The purpose of this session is to highlight both usual and unusual problems applied to national security, with all talks being at the general non-expert level. NSA mathematicians have produced fascinating and significant results over the years, however much of the work is not published. This session is a great opportunity for the MAA community to be exposed to some of NSA's leading mathematicians and learn about the important role mathematics plays in a variety of problems.

Carla D. Martin, National Security Agency

The Coming of Enigma

1:00 PM - 1:30 PM
David Perry, National Security Agency

Prior to and during World War II the Germans used a cryptodevice called "Enigma" that was thought by everyone to provide unbreakable encryption. We will see how the device worked and why it was thought to be unbreakable by taking a whirlwind trip through the history of cryptography. Attendees will have the opportunity to see an Enigma machine in operation.

Public Key Cryptography: From Abelian Groups to Yellow Padlocks in 30 Minutes Flat

1:45 PM - 2:15 PM
Ben Benoy, National Security Agency

Modern cryptography relies on many different tools in order to achieve the interrelated goals of Confidentiality, Integrity, and Authentication. When most people think of cryptography they think of protecting data from prying eyes using a code or cipher, that is, confidentiality. However, those ciphers require that all parties to the communication share a secret: the key. How can you distribute your secret key—and keep it safe from eavesdroppers—if you don't already have a way to communicate securely? Solving that problem is the domain of Public Key Cryptography, which is largely based on the hardness of certain problems in number theory and abstract algebra. This talk will describe the problem space, and then explain how to bootstrap your way from an Abelian group all the way up to a secure communications channel.

Extending Pairwise Element Similarity to Set Similarity Efficiently

2:30 PM - 3:00 PM
Steve Knox, National Security Agency

A fundamental question in data analysis is: "how much is this like that?" Often "this" and "that" are aggregates which can be viewed as sets of atomic items. In any given context, specialist knowledge may suggest a reasonable way to measure the similarity between any pair of items. Ad hoc extension of similarity of items to similarity of sets can—and usually does—lead to measures with peculiar properties, such as sets being arbitrarily dissimilar to themselves. Such measures ought not to be used if there is a better alternative. 
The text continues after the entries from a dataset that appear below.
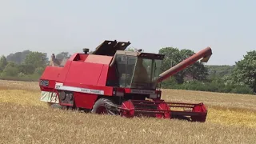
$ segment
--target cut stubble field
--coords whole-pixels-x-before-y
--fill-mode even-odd
[[[206,122],[125,118],[50,109],[38,82],[0,80],[0,143],[255,143],[256,96],[163,90],[171,102],[203,102]]]

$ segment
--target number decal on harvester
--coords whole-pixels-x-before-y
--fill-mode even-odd
[[[40,86],[48,86],[49,81],[48,80],[40,80]]]

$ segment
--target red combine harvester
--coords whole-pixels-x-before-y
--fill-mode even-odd
[[[160,88],[162,81],[197,61],[207,62],[211,49],[207,47],[160,74],[164,55],[125,50],[130,44],[105,41],[92,54],[84,49],[84,53],[74,54],[64,64],[54,55],[52,66],[40,78],[41,101],[94,114],[205,122],[207,110],[203,103],[164,102]]]

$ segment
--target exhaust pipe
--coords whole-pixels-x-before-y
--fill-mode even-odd
[[[165,72],[162,73],[159,75],[159,78],[157,79],[157,82],[160,82],[169,77],[175,74],[176,73],[186,69],[190,65],[195,63],[200,58],[202,58],[200,62],[207,62],[210,59],[210,56],[212,55],[212,50],[210,47],[206,47],[201,51],[194,54],[191,57],[185,59],[182,62],[177,64],[176,66],[170,68],[169,70],[166,70]]]

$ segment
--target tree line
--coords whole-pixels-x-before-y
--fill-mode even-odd
[[[129,48],[127,50],[136,50]],[[165,54],[162,71],[177,65],[194,52],[189,49],[179,50],[163,47],[158,54]],[[62,52],[56,58],[70,58],[68,52]],[[0,58],[0,78],[38,81],[49,65],[47,54],[24,50]],[[162,88],[192,90],[255,94],[256,93],[256,50],[248,51],[243,58],[234,66],[209,66],[195,62],[179,71],[162,83]]]

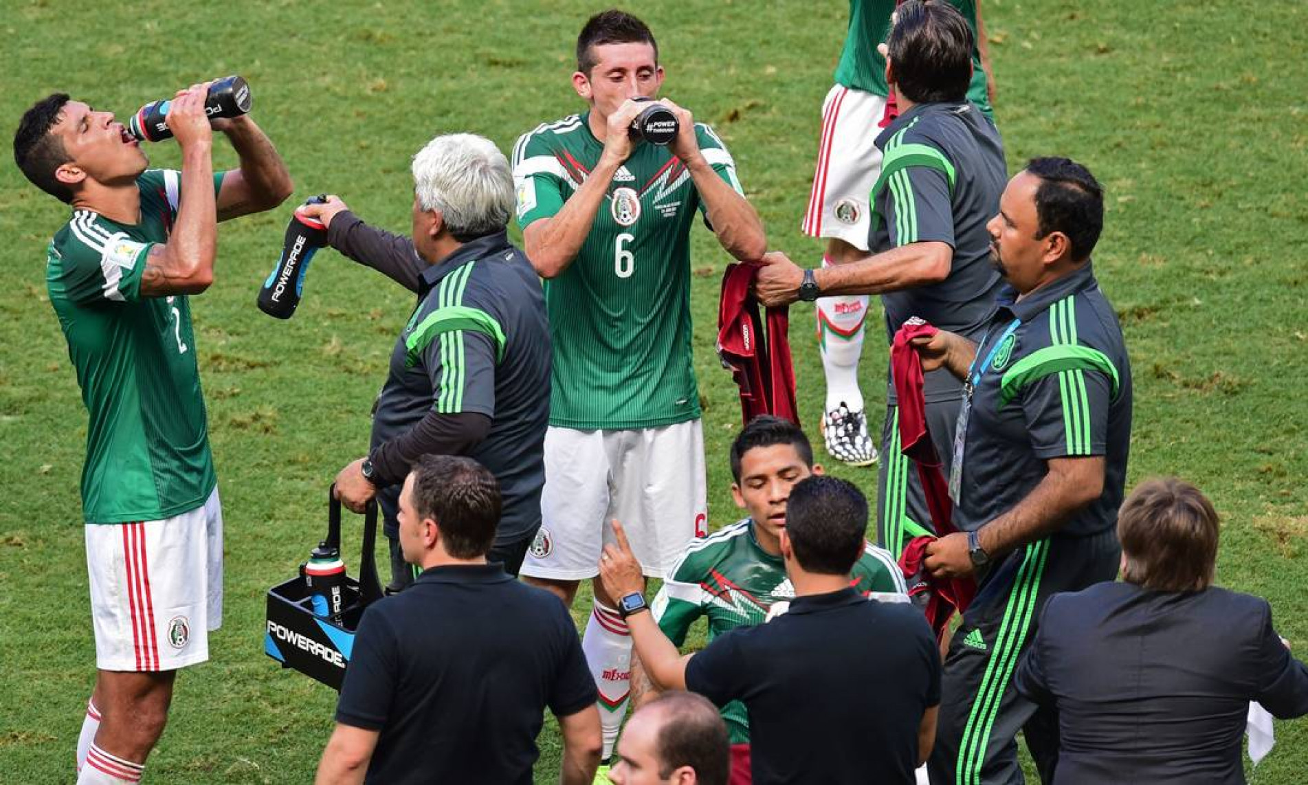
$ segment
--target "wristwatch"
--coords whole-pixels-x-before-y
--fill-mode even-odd
[[[818,287],[818,279],[814,276],[814,271],[806,270],[804,280],[799,284],[799,300],[812,302],[814,300],[818,300],[819,294],[821,294],[821,289]]]
[[[650,607],[645,604],[645,595],[640,591],[632,591],[630,594],[624,594],[621,599],[617,601],[617,614],[625,619],[633,614],[640,614],[641,611],[647,611]]]
[[[990,564],[990,555],[981,547],[981,535],[974,531],[968,532],[968,559],[972,560],[972,567]]]

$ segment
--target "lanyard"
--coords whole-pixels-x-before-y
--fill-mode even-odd
[[[985,356],[985,360],[981,362],[980,368],[977,366],[977,358],[976,357],[972,358],[972,365],[968,366],[969,387],[974,389],[981,382],[981,374],[985,373],[986,368],[990,368],[990,362],[994,361],[994,356],[999,352],[999,347],[1002,347],[1003,341],[1010,335],[1012,335],[1012,332],[1020,326],[1022,326],[1022,319],[1014,319],[1012,322],[1008,323],[1008,327],[999,335],[999,340],[994,341],[994,345],[990,347],[990,353]],[[990,328],[988,327],[985,335],[981,336],[981,345],[984,347],[989,339],[990,339]]]

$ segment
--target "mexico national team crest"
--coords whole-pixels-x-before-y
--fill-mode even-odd
[[[167,642],[174,649],[181,649],[191,641],[191,624],[186,616],[173,616],[167,623]]]
[[[858,222],[858,203],[853,199],[841,199],[836,203],[836,220],[841,224]]]
[[[630,226],[641,218],[641,195],[636,192],[636,188],[617,188],[613,191],[610,209],[620,226]]]
[[[1008,334],[1003,343],[999,344],[999,349],[994,353],[994,361],[990,362],[993,370],[1003,370],[1008,365],[1008,360],[1012,360],[1012,347],[1018,343],[1018,336]]]
[[[531,556],[535,559],[544,559],[545,556],[549,556],[553,550],[555,540],[549,536],[549,530],[542,526],[540,530],[536,531],[536,539],[531,540]]]

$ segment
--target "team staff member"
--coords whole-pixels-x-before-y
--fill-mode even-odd
[[[753,782],[912,785],[935,735],[940,654],[922,612],[854,589],[867,500],[835,478],[795,483],[781,555],[795,599],[757,627],[680,655],[645,612],[640,565],[613,522],[600,576],[655,686],[691,689],[749,717]]]
[[[78,782],[135,782],[164,733],[177,669],[209,658],[222,621],[222,510],[188,296],[209,288],[217,221],[269,209],[290,175],[249,115],[181,90],[167,126],[182,171],[149,161],[109,111],[56,93],[24,114],[13,157],[73,215],[46,285],[90,413],[82,515],[98,674]],[[212,130],[241,165],[215,174]],[[182,195],[186,199],[182,199]]]
[[[886,81],[901,114],[876,137],[886,153],[872,195],[869,242],[876,253],[816,271],[769,255],[773,263],[759,273],[759,293],[769,304],[797,294],[880,294],[888,340],[909,317],[976,340],[1001,285],[988,264],[986,222],[1007,179],[1003,144],[994,123],[967,98],[974,44],[963,14],[917,0],[896,13],[886,43]],[[947,471],[963,385],[947,372],[927,373],[922,394]],[[918,472],[897,445],[899,407],[889,379],[878,539],[896,557],[910,539],[910,523],[933,529]]]
[[[664,692],[623,729],[613,785],[727,785],[727,726],[693,692]]]
[[[530,785],[545,706],[564,738],[564,785],[599,761],[595,686],[577,627],[547,591],[487,563],[500,489],[471,458],[422,455],[400,492],[413,586],[371,604],[336,705],[318,784]]]
[[[327,242],[416,292],[419,305],[391,352],[366,458],[336,476],[361,510],[395,488],[424,454],[471,455],[504,489],[492,561],[518,574],[540,527],[542,445],[549,417],[549,326],[540,280],[505,233],[513,211],[509,161],[471,133],[437,136],[413,156],[413,234],[364,224],[344,201],[307,205]],[[412,581],[398,557],[391,501],[392,589]]]
[[[659,629],[678,646],[691,625],[706,618],[709,640],[729,629],[763,624],[777,603],[795,597],[781,556],[786,498],[795,483],[820,475],[808,437],[790,420],[760,416],[740,430],[731,445],[731,495],[749,517],[725,526],[687,548],[654,598]],[[850,576],[854,587],[889,602],[908,601],[904,573],[891,555],[863,544]],[[647,686],[640,658],[632,669],[633,703],[640,706]],[[744,706],[722,708],[731,731],[731,781],[749,782],[749,721]],[[630,724],[628,724],[628,731]]]
[[[738,259],[765,251],[763,224],[712,128],[661,99],[668,147],[628,128],[663,84],[649,27],[620,10],[577,38],[589,110],[518,139],[514,178],[527,256],[545,280],[555,347],[544,518],[522,574],[572,604],[595,577],[607,521],[625,521],[646,576],[663,577],[705,534],[704,433],[691,358],[689,232],[696,213]],[[606,756],[629,686],[630,638],[599,582],[583,646],[600,693]]]
[[[926,567],[978,580],[944,662],[935,785],[1022,782],[1023,726],[1052,780],[1057,717],[1032,716],[1012,670],[1050,594],[1117,574],[1131,370],[1090,259],[1103,225],[1103,188],[1084,166],[1032,160],[990,221],[1007,287],[981,341],[940,332],[918,347],[923,368],[969,391],[950,478],[961,531],[931,543]]]
[[[1122,581],[1045,603],[1014,683],[1058,708],[1050,785],[1244,785],[1249,701],[1308,714],[1308,667],[1267,601],[1213,585],[1218,534],[1198,488],[1144,481],[1117,517]]]
[[[867,195],[882,173],[876,135],[893,119],[887,97],[886,58],[878,44],[886,41],[896,0],[850,0],[849,30],[836,67],[836,85],[821,107],[821,143],[814,174],[803,233],[827,238],[821,266],[862,259],[870,250],[871,211]],[[968,99],[986,116],[994,90],[981,0],[950,0],[972,26],[972,81]],[[858,387],[858,360],[863,353],[863,319],[867,294],[819,297],[818,347],[827,377],[823,436],[832,458],[853,466],[876,461],[867,436],[863,392]]]

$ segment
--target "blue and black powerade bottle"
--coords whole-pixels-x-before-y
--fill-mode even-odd
[[[225,76],[209,85],[209,94],[204,98],[204,114],[211,120],[235,118],[247,114],[252,105],[246,80],[239,76]],[[173,130],[167,127],[167,110],[171,107],[171,99],[150,101],[127,120],[127,130],[141,141],[173,139]]]
[[[309,561],[300,565],[300,574],[309,589],[309,603],[315,616],[332,616],[340,612],[345,603],[345,563],[340,550],[320,543],[309,555]]]
[[[327,195],[311,196],[305,204],[322,204]],[[281,246],[281,258],[268,273],[259,289],[259,310],[279,319],[289,319],[300,305],[305,289],[305,275],[309,262],[318,249],[327,245],[327,226],[318,218],[311,218],[298,209],[286,226],[286,238]]]

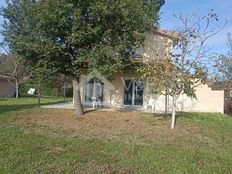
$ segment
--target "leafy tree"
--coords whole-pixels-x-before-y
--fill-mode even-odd
[[[150,86],[151,93],[172,96],[172,129],[175,127],[176,101],[179,96],[186,94],[196,99],[195,88],[207,82],[207,69],[212,64],[212,53],[207,41],[226,24],[225,21],[223,26],[212,29],[212,25],[218,22],[214,11],[203,17],[196,14],[175,17],[181,26],[172,33],[176,40],[170,59],[148,61],[145,66],[138,68],[140,76],[152,77],[154,85]]]
[[[144,32],[158,25],[164,0],[11,0],[3,9],[5,41],[36,64],[43,60],[72,76],[74,105],[83,115],[80,73],[97,70],[106,77],[128,69],[131,52]]]
[[[23,59],[17,57],[15,54],[1,54],[0,76],[9,82],[14,81],[12,85],[15,87],[15,97],[18,98],[19,85],[28,81],[32,75]]]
This talk presents a method, called Saga, of extending any similarity measure of items to a similarity measure of sets of items. Saga set similarity has several good, provable theoretical properties and is also fast to compute. Saga is illustrated by measuring the similarity of intelligence sources based upon the similarity of intelligence reports which cite them, and other NSA mission-management applications.

Teaching Computers to See

3:15 PM - 3:45 PM
Christine Edwards, National Security Agency

The human brain is the ultimate computing machine. Its ability to identify objects and recognize events in images and videos is unparalleled by the most advanced, state-of-the-art computer vision algorithms. The field of Neurally Inspired Computing is a type of machine learning that seeks to model the human visual cortex to enable computers to not only see pixels as bits in a matrix, but to allow machines to go further and recognize objects within images and describe them in a way that is currently unique to humans. Computer vision algorithms that use the brain as a model, so-called neuro-mimetic algorithms, have been designed by mathematicians, statisticians, computer scientists, and engineers using the language of mathematics and statistics to emulate some of the brain's most fundamental processes. At their core they learn how best to represent the data, building up from low-level features to high-level concepts using numerical optimization techniques and statistical inference. In this talk I will give a brief description of some of state-of-the-art neurally inspired algorithms and show how Neurally Inspired Computing is changing the field of Computer Vision.